Офицеры замолчали. Капитан улыбался, сверкая зубами. Франсуа — тоже.
Усталость одолевала офицеров. Тото клюнул носом и вздернул голову.
— Что касается меня, — сказал Эль-Медико, — то я думаю, что Субейрак лишь тогда начнет рассуждать правильно, когда он перестанет быть анархистом без бомбы, что так же глупо, как быть священником без веры. А насчет майора…
— Тише! — сказал Бертюоль. Он был самым старшим из них, и рефлексы были развиты у него лучше, чем у остальных. На улице хлопнула дверца автомобиля. Послышались тяжелые шаги, и вошел майор. Лицо Старика было землистого цвета.
— Вы отвечаете за посты сторожевого охранения, Бертюоль?
— Нет, господин майор. Пулеметчики обеспечивают ПВО. Если позволено так выразиться.
— Посты сторожевого охранения выставлены первой ротой, — сказал Блан, уже начавший дремать.
— Хорошо. Блан, сократите посты наполовину. Нам нечего бояться. Ни бошей, ни…

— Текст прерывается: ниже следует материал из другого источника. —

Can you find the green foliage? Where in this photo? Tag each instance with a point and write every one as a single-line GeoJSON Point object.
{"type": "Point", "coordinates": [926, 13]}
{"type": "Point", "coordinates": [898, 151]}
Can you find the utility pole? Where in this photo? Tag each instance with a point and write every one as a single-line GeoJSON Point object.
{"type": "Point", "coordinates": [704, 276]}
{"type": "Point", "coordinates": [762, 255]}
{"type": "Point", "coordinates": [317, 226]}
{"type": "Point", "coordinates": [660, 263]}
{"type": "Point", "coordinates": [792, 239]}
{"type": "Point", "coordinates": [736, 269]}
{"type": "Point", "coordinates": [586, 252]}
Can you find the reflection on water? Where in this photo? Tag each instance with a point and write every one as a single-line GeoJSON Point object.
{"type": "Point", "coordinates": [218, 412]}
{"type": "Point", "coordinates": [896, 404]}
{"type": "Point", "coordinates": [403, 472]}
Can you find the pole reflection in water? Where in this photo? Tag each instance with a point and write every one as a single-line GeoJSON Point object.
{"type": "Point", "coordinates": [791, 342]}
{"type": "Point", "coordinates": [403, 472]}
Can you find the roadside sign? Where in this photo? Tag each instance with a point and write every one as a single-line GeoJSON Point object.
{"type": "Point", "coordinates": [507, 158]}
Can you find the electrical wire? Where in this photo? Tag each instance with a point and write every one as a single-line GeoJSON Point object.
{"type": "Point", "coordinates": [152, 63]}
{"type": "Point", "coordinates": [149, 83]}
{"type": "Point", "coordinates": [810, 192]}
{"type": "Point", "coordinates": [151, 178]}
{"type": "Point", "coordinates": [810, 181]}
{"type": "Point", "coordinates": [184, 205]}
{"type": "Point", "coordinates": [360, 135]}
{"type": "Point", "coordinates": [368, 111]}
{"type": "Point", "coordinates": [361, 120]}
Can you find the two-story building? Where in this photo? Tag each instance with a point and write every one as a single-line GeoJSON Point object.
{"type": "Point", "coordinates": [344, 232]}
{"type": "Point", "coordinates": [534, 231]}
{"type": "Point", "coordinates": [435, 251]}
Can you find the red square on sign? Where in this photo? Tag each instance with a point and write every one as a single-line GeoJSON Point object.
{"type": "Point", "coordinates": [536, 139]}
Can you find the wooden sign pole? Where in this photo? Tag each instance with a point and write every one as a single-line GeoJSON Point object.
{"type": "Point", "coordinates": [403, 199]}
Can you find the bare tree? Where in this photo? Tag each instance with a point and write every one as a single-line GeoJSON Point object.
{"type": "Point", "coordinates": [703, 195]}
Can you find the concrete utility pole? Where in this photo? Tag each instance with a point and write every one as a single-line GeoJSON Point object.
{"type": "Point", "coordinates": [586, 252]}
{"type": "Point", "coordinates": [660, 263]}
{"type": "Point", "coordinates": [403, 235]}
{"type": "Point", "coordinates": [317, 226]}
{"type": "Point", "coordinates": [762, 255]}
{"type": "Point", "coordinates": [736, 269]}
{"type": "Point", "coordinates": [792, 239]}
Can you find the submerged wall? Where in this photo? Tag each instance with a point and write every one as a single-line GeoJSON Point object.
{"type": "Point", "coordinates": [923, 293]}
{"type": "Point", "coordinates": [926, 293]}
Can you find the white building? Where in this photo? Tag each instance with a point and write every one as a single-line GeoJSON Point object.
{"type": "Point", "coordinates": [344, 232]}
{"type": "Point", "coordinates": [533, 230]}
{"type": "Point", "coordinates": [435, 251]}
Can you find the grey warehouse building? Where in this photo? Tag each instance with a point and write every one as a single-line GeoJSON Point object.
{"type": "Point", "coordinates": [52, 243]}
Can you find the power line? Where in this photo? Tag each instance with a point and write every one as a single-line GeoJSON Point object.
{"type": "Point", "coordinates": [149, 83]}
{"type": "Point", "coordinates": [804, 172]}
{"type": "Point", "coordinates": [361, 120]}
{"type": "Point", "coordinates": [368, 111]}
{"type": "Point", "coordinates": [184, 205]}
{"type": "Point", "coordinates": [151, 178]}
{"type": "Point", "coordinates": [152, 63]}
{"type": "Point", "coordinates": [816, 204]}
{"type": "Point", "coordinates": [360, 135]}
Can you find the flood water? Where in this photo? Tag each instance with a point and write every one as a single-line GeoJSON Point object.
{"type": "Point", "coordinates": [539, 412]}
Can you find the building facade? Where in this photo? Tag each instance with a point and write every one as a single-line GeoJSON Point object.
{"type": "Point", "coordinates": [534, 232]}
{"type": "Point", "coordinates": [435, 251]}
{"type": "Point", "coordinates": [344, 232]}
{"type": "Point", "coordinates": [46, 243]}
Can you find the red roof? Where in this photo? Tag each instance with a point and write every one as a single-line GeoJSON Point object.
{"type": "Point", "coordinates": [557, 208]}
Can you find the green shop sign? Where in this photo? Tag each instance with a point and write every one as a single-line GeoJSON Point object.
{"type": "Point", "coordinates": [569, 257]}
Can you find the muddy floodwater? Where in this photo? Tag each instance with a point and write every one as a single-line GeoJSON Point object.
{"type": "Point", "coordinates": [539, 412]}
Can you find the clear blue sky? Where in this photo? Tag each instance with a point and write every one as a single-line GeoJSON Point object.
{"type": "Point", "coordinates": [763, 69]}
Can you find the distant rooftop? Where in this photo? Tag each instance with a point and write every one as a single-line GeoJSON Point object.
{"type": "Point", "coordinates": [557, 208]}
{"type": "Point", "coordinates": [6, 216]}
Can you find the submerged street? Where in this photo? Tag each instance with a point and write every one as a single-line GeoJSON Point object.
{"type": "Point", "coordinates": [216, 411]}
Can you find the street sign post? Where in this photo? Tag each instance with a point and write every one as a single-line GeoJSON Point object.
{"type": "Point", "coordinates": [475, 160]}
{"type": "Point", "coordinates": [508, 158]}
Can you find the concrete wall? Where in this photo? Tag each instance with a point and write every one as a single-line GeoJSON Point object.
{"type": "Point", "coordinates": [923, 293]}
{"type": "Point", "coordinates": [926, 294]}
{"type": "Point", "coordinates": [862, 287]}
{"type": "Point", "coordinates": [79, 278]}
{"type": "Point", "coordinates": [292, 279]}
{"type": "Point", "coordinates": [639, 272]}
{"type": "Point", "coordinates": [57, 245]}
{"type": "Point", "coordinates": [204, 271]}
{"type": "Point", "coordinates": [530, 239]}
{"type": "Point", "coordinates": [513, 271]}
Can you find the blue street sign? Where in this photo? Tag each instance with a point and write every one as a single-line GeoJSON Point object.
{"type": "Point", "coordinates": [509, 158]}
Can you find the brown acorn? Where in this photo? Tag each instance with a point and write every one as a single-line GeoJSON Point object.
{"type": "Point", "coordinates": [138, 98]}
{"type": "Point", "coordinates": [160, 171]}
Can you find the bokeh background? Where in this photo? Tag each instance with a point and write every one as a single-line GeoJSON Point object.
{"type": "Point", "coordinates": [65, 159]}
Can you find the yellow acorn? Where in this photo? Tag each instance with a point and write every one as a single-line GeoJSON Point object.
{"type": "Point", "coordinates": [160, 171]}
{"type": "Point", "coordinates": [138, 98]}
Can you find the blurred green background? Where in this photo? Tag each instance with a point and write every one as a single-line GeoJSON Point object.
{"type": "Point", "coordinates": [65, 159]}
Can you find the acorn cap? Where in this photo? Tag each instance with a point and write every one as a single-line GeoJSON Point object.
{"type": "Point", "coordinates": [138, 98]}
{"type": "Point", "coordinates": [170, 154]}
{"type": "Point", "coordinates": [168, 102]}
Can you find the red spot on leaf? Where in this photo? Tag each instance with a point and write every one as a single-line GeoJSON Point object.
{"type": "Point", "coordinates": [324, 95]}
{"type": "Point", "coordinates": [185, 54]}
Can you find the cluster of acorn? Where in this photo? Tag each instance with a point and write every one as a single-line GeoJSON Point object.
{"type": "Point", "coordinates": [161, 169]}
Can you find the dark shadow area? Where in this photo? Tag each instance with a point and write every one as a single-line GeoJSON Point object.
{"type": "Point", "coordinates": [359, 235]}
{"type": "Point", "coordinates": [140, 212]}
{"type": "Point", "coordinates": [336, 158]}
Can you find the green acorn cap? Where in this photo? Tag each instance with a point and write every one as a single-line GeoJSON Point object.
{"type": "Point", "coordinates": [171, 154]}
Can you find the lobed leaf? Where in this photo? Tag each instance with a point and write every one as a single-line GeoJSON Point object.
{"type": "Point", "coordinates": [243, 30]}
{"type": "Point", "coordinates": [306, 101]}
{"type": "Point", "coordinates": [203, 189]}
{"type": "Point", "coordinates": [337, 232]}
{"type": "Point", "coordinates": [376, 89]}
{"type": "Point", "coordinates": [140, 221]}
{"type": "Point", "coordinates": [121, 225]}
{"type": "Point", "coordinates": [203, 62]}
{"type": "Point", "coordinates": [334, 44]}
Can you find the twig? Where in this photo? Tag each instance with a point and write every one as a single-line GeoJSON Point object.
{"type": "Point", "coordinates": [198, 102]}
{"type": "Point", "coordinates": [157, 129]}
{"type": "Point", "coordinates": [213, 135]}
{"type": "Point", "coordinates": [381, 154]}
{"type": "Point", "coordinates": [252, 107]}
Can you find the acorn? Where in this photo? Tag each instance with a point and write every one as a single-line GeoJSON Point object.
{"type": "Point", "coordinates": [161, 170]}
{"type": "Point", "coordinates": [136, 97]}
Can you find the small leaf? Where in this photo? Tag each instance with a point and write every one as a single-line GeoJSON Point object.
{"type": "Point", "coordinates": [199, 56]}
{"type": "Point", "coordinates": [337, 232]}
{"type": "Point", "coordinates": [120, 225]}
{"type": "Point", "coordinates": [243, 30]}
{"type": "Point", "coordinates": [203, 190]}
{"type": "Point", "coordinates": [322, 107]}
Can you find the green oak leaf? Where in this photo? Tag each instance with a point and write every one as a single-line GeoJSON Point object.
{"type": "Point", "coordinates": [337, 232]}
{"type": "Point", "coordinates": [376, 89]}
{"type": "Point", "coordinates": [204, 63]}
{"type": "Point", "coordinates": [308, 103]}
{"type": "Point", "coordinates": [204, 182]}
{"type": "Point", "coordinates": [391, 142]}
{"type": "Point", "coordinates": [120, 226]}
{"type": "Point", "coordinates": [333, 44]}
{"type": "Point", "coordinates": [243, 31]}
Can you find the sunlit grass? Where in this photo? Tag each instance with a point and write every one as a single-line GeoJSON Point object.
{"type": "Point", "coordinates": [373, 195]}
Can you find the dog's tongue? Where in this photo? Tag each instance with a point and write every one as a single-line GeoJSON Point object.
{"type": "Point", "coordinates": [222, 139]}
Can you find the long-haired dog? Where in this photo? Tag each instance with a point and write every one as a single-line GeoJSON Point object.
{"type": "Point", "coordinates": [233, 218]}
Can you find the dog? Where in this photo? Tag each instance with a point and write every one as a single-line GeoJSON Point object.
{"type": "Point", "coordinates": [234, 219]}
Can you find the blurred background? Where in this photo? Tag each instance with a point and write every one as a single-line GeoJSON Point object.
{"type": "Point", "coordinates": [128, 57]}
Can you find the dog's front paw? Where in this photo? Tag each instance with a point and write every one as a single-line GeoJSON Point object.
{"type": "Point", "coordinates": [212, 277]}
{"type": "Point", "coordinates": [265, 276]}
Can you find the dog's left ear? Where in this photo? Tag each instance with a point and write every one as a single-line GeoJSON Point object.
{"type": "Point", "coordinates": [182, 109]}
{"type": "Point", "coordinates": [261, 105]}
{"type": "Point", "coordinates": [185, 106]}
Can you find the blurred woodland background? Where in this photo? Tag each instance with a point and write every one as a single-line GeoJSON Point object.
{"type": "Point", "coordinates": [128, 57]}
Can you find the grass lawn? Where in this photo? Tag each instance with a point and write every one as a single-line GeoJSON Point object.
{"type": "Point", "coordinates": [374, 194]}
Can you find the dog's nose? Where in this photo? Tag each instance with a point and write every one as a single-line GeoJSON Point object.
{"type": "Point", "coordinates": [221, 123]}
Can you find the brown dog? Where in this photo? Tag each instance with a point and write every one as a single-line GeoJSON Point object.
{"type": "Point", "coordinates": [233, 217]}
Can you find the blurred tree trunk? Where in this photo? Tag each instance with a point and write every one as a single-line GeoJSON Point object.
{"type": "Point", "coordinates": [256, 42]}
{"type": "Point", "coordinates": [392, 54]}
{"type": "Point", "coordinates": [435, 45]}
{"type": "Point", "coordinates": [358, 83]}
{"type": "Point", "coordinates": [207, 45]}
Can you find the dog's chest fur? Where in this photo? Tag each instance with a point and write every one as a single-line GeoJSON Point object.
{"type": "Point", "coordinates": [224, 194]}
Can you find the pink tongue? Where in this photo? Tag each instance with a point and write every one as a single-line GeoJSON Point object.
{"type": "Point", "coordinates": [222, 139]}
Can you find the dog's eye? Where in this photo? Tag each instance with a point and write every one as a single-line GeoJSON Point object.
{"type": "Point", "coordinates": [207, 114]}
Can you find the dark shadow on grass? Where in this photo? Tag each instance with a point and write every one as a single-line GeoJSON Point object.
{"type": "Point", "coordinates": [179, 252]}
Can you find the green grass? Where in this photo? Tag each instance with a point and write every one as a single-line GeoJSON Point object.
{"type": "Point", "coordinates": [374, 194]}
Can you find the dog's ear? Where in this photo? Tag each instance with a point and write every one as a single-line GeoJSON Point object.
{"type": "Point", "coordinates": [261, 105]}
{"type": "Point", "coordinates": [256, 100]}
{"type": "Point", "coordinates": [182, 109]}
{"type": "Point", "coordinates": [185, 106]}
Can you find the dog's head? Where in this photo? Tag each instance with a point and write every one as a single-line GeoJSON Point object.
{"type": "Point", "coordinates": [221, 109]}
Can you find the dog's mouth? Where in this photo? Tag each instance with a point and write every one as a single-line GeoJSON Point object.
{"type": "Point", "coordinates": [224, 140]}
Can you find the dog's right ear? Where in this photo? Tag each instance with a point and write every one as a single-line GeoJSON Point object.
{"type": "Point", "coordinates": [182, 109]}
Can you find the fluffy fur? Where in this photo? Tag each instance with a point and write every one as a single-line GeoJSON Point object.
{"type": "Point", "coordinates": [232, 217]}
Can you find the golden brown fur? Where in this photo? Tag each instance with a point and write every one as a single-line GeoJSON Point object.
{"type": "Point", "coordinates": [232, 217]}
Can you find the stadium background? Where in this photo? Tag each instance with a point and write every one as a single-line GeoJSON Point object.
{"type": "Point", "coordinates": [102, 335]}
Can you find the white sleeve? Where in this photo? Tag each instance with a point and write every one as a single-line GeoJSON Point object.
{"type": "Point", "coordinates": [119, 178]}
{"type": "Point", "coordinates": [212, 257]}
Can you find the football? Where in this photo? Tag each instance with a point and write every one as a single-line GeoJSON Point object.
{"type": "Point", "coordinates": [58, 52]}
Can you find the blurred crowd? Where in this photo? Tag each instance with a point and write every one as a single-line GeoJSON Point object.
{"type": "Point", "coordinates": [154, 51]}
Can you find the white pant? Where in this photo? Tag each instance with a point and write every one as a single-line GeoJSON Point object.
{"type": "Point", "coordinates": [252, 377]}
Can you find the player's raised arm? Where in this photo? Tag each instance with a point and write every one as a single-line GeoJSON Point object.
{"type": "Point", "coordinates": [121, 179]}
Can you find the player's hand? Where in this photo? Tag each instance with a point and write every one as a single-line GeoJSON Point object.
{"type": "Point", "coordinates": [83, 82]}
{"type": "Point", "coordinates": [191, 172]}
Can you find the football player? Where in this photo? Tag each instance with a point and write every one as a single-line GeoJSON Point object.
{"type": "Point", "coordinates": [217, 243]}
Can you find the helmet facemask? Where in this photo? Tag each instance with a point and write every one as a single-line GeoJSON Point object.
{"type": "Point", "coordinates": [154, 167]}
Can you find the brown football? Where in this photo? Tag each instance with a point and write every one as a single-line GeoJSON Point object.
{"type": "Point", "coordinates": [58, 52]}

Ватрен никогда не называл немцев иначе, как этим устаревшим словом. В мае 1940 года уже не было бошей. Вернее, еще не было. Ненависть, необходимая для всякой войны, даже для скрытой, не удовлетворялась словом «бош», производным от появившегося в 1870 году слова «аль-бош»[13]. Ненависть изобрела другие, более мягкие прозвища: «фрицы», «фридолины». Завтра она придумает «зеленые бобы», «серо-зеленые», «саранча», потом снова вернется к слову «боши». Однако сейчас это слово было устаревшим и смешным.